It isn’t always necessary to head out onto the plains of Kenya’s Masai Mara National Reserve for wildlife photography, as some lodges and camps attract a variety of animals, including of course birds, in which some may choose to make their home; for smaller mammals these camps almost certainly offer a greater degree of security, as larger predators are far less likely to enter the grounds.

On some days we chose to visit other camps around the Mara for lunch and to rest up during the hottest hours instead of returning to our own, and I’ve spent more than a few enjoyable hours walking around capturing images of various birds, dik-dik, and even rock hyrax. But what delighted me the most was one afternoon seeing movement around the base of a tree, which turned out to be a family of dwarf mongoose!

I had come across dwarf mongoose before out on the Mara proper, and getting close enough to this rather skittish animal is far from easy.
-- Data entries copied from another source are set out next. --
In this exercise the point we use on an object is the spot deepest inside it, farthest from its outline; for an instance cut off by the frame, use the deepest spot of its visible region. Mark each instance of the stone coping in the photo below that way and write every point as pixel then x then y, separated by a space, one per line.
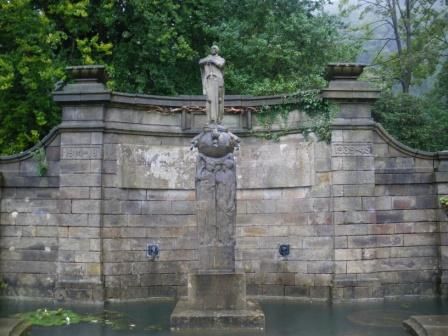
pixel 126 129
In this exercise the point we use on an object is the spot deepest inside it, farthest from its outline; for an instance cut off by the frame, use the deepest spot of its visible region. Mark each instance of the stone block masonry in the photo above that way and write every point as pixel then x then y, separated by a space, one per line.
pixel 360 214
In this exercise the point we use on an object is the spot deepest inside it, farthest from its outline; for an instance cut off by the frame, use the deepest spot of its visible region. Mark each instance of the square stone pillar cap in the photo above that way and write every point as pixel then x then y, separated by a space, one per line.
pixel 345 84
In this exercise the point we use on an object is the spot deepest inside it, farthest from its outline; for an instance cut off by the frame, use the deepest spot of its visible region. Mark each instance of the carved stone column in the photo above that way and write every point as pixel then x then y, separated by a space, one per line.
pixel 216 293
pixel 353 181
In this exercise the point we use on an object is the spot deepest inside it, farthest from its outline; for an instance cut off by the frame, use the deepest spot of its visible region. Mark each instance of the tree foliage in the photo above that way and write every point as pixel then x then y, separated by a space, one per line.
pixel 419 122
pixel 153 46
pixel 411 35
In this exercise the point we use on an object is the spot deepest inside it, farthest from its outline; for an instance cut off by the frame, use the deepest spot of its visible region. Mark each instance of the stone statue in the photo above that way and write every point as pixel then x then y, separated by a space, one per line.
pixel 212 68
pixel 215 175
pixel 216 291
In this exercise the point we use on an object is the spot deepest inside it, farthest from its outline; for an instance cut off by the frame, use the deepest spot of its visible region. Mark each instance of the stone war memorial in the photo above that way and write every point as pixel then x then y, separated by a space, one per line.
pixel 184 198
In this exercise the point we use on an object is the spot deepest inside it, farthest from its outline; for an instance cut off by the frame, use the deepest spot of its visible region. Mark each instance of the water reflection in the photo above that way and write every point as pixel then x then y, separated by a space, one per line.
pixel 283 318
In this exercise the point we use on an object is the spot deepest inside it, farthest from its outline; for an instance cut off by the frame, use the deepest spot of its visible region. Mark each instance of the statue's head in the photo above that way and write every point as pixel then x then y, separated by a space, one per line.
pixel 214 50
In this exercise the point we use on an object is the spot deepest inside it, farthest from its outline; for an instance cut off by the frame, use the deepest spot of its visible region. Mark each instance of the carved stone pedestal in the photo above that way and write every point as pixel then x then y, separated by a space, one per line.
pixel 217 301
pixel 216 293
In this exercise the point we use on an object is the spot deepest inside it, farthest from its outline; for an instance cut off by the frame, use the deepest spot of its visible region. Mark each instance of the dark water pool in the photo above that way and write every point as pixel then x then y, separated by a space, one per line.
pixel 282 318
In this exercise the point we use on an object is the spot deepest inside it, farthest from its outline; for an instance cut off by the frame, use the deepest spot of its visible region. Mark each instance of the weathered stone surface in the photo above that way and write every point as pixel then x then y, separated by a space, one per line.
pixel 186 317
pixel 158 167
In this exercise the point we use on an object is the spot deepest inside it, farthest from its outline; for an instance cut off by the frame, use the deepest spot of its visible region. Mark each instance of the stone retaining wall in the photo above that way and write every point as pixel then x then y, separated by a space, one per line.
pixel 361 214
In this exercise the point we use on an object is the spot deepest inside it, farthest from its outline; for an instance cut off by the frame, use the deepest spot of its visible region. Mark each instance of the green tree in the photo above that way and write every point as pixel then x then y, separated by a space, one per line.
pixel 28 70
pixel 153 47
pixel 412 35
pixel 37 40
pixel 419 122
pixel 278 46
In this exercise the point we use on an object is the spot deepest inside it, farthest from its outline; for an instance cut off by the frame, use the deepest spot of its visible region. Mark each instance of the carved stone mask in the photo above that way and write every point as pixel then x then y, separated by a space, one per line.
pixel 214 50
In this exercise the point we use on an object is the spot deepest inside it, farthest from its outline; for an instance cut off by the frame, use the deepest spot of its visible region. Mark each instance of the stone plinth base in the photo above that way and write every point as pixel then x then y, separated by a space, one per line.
pixel 185 316
pixel 217 301
pixel 429 325
pixel 217 291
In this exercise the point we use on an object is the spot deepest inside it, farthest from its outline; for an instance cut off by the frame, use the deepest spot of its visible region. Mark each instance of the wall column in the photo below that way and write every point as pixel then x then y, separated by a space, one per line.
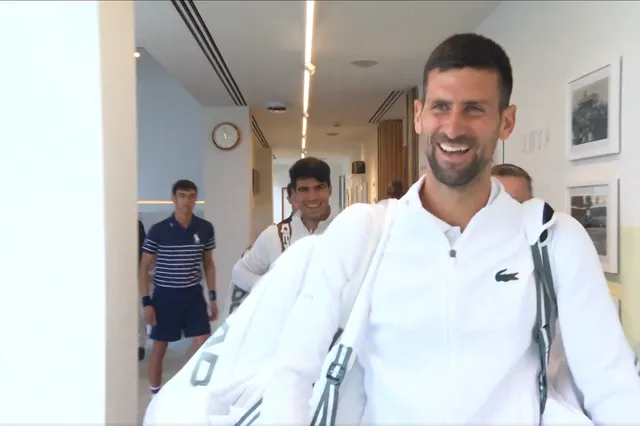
pixel 411 146
pixel 390 155
pixel 69 261
pixel 228 195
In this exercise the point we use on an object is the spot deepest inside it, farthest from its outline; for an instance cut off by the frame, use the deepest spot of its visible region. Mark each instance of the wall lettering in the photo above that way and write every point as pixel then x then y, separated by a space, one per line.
pixel 536 140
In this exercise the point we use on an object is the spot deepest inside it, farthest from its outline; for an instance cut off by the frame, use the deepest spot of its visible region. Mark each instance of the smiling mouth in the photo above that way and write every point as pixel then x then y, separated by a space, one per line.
pixel 453 149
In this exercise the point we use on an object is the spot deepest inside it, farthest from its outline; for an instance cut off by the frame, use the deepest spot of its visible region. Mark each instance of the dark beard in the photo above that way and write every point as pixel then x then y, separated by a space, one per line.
pixel 454 178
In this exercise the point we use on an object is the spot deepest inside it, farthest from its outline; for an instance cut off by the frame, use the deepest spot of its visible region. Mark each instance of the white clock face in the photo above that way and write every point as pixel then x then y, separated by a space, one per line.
pixel 225 136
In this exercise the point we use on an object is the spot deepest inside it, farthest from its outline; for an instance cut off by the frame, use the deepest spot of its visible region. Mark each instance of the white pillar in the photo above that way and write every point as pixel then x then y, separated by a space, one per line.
pixel 68 306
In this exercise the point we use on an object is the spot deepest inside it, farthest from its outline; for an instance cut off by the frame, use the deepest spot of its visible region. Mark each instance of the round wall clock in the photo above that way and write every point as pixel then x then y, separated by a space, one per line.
pixel 225 135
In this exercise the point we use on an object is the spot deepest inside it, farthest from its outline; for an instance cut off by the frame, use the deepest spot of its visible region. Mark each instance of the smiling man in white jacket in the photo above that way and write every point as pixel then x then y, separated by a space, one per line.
pixel 449 338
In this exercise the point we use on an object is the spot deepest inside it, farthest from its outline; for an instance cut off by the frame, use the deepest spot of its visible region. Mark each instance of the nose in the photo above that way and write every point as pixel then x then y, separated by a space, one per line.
pixel 454 124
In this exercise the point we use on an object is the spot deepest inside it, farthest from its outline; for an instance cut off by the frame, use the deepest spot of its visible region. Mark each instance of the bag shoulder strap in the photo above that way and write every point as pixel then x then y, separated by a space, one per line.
pixel 546 301
pixel 356 308
pixel 284 233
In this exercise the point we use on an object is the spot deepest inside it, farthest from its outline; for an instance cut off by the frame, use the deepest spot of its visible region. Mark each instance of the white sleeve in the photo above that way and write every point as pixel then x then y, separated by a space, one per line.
pixel 257 260
pixel 314 319
pixel 598 354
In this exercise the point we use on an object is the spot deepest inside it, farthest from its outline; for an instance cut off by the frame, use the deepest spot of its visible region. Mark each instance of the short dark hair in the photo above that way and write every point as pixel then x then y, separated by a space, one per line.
pixel 507 169
pixel 290 189
pixel 183 185
pixel 310 168
pixel 469 50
In this case though, somewhat habituated to the movements of humans relatively close to their den, this seemed like a golden opportunity.

Ever so slowly I lowered myself until I was laying flat on the ground, then bit by bit I inched myself forward, freezing every time one of the mongoose looked my way; they were well aware of my presence and there was always at least one that kept it’s eyes on me, yet clearly they didn’t feel threatened.

This was all happening around 4:30pm, just before we were aiming to set off on our afternoon game drive, and fortunately the sun was just low enough to the west shine some light under the large tree situated directly above the den, and perfectly illuminating the right side of each mongoose face that looked in my direction.

The dwarf mongoose (Helogale parvula) is listed as Least Concern on the IUCN Red List of Threatened Species.